Review Summary: An identity crisis caught on record.
It's the most normal-sounding Gorillaz album yet in the sense that it's the one that could most easily have been made by anybody else, but the guest-heavy, unfocused
Plastic Beach is certainly the weirdest one to listen to. For a band who were so fun and unique on their first couple of records, it's bewildering how they've managed to become something entirely different in spirit without actually changing all that much on the surface.

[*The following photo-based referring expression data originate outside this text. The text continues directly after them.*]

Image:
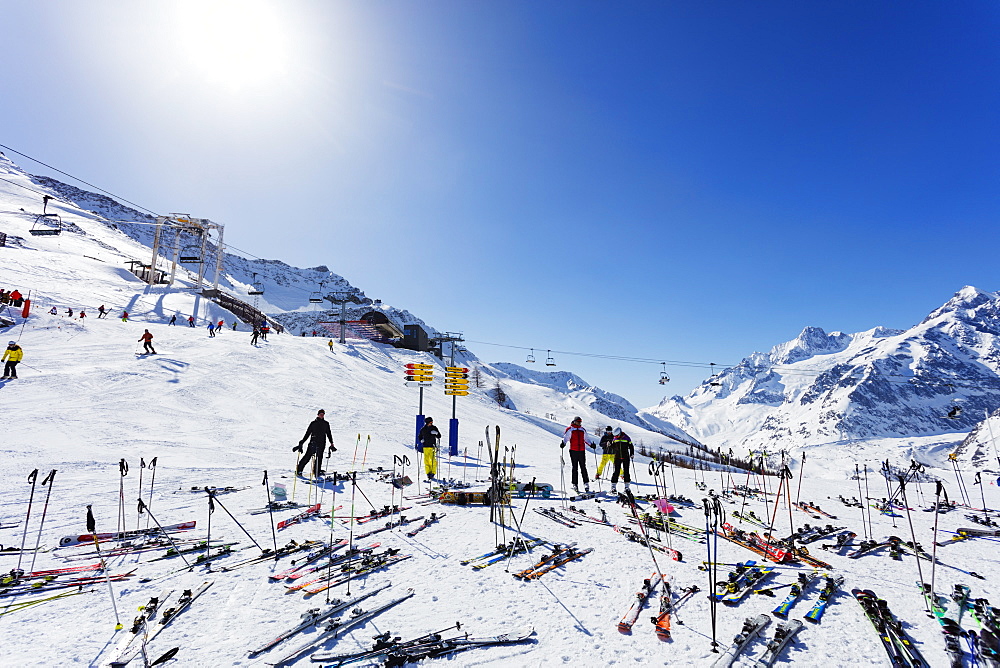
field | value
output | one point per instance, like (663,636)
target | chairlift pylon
(46,225)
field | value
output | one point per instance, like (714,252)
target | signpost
(456,384)
(419,375)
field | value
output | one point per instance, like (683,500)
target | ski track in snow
(219,412)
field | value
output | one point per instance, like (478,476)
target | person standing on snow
(577,439)
(428,439)
(624,451)
(147,340)
(608,452)
(11,356)
(318,433)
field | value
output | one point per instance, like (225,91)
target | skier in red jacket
(578,439)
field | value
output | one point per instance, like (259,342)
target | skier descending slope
(11,356)
(318,433)
(577,438)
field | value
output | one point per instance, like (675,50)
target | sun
(232,43)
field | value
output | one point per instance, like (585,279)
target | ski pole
(32,477)
(152,481)
(802,466)
(871,529)
(913,536)
(143,507)
(211,495)
(350,537)
(937,511)
(45,508)
(142,468)
(710,568)
(333,505)
(978,481)
(123,470)
(208,542)
(92,529)
(270,510)
(864,525)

It all comes down to the massed rank of vocalists here, ultimately. There's no doubting that the most fun thing you can do with this album is put it on, having never heard it before and never looked at the tracklisting, and wait in amazement for the moment you say 'holy crap, is that Bobby Womack?', or 'wow, Kano!, or 'seriously, Snoop Dogg is on this?'. It's the defining feature of the album, but it's also the biggest failing, because it destroys this band's own personal identity.
That doesn't mean that
Plastic Beach doesn't sound like a Gorillaz album; far from it, in fact, and that's the real problem. All these songs just sound
too much like Gorillaz songs, in an uncomfortable, self-conscious way. Albarn clearly understood that having so many outside influences would confuse things, and so he's made sure that everything has had the once-over to make it sound like a true follow-up to
Demon Days. As a result it completely lacks any spontaneity or, really, any fun - for example, there's something far too studied about the cod-exoticism of "White Flag", even though Albarn goes for maximum authenticity points by bringing in the Lebanese National Orchestra, while "Rhinestone Eyes" tries to co-opt Beck's laid-back attitude, but sounds wound-up. The tacky, shamefully '80s sounding basslines and sound effects all over the place (see "Stylo", "Glitter Freeze", "On Melancholy Hill", and "Plastic Beach") are just the nadir of a production job that pitches itself so squarely at 'cool' that you just know it'll sound horribly dated in 3 years.
It rubs off on the guest vocalists, too. Mos Def particularly is disappointing, his performances sounding more
New Danger than
Ecstatic - it's yet more proof, if it were needed, that he can only ever be truly great over traditional hip-hop and he should probably just stay away from rock and pop altogether. The best thing you could say about Kano is that he sounds comfortable, but his raps lack fire and inspiration, while Lou Reed and Snoop Dogg sound exactly like the washed-up lazy has-beens they are. Gruff Rhys too, to a lesser extent.
Shame, really. This whole project has to go down as a missed opportunity - for the vocalists to properly branch out, for Gorillaz to push on from two very impressive albums, and for Albarn to make any kind of statement at all on climate change (apparently this is a concept album about global warming - who knew?)